For my needs this would be useful:
- Smaller than a Lomo Biolam and a bit lighter
- Robust hood
- binocular viewing
- 4-10-40 objectives and a fitting condenser
- built in LED light
- Fast to set up
- Not too expensive
The closest I have come so far is my Biolamini microscope. Pros and Cons:
+ exchangeable nosepieces with 3 to 5 places
+ to some extent compatible with Zeiss Jena LG and Lomo biolam parts
+ full resolving power available
+ light and small with mono tube
+ good work height
+ table can be lowered a long way for big objects with incident lighting
- focussing a bit fiddly
- binocular head in separate box
- package not as small as possible
- takes a moment to set up (I would prefer to just grab and unfold it, no screws)

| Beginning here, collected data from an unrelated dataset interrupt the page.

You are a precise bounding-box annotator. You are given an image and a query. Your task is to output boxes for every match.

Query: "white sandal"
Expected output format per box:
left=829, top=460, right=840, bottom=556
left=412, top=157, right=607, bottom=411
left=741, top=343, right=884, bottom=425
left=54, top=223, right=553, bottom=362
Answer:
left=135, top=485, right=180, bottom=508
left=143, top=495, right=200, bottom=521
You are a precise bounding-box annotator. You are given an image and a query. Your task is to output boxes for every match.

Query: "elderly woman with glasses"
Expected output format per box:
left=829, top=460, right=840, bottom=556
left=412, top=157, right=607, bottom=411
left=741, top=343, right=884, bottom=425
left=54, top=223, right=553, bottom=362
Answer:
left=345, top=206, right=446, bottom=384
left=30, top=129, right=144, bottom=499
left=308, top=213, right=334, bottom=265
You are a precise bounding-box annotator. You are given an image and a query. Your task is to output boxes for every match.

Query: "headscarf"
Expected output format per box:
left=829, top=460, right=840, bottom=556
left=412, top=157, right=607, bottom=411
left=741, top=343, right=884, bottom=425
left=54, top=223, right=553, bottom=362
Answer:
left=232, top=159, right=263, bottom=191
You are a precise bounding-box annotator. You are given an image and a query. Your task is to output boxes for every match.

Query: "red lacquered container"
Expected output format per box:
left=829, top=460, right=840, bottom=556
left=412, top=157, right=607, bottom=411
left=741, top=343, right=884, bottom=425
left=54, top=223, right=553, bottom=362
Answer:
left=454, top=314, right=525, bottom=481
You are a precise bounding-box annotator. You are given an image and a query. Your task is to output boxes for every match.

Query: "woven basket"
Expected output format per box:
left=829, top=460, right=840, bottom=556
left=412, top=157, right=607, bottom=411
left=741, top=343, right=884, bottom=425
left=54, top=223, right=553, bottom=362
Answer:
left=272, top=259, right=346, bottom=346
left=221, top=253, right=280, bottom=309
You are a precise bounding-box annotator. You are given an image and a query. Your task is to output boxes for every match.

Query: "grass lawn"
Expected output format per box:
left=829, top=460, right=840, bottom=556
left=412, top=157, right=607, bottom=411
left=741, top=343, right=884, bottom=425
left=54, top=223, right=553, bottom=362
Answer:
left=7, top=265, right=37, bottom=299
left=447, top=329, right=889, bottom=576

- slide mover a bit fiddly
- condenser height has to be set manually, not very practical
- built quality has survived motor bike transport and hours of use without a single repair, but it could be more robust in some places
After 7 years of occasional use it would deserve an upgrade to tackle some of the minus points. I used the microscope on our group meetings for years and took it to a couple of holidays.
It is very well possible to build such a stand. I had a simple lathe and mill at hand but many adjustments were just made by precise eyeballing and they were spot on for normal purposes. The focussing unit is an industrial linear adjuster bought on a flea market for 50ct.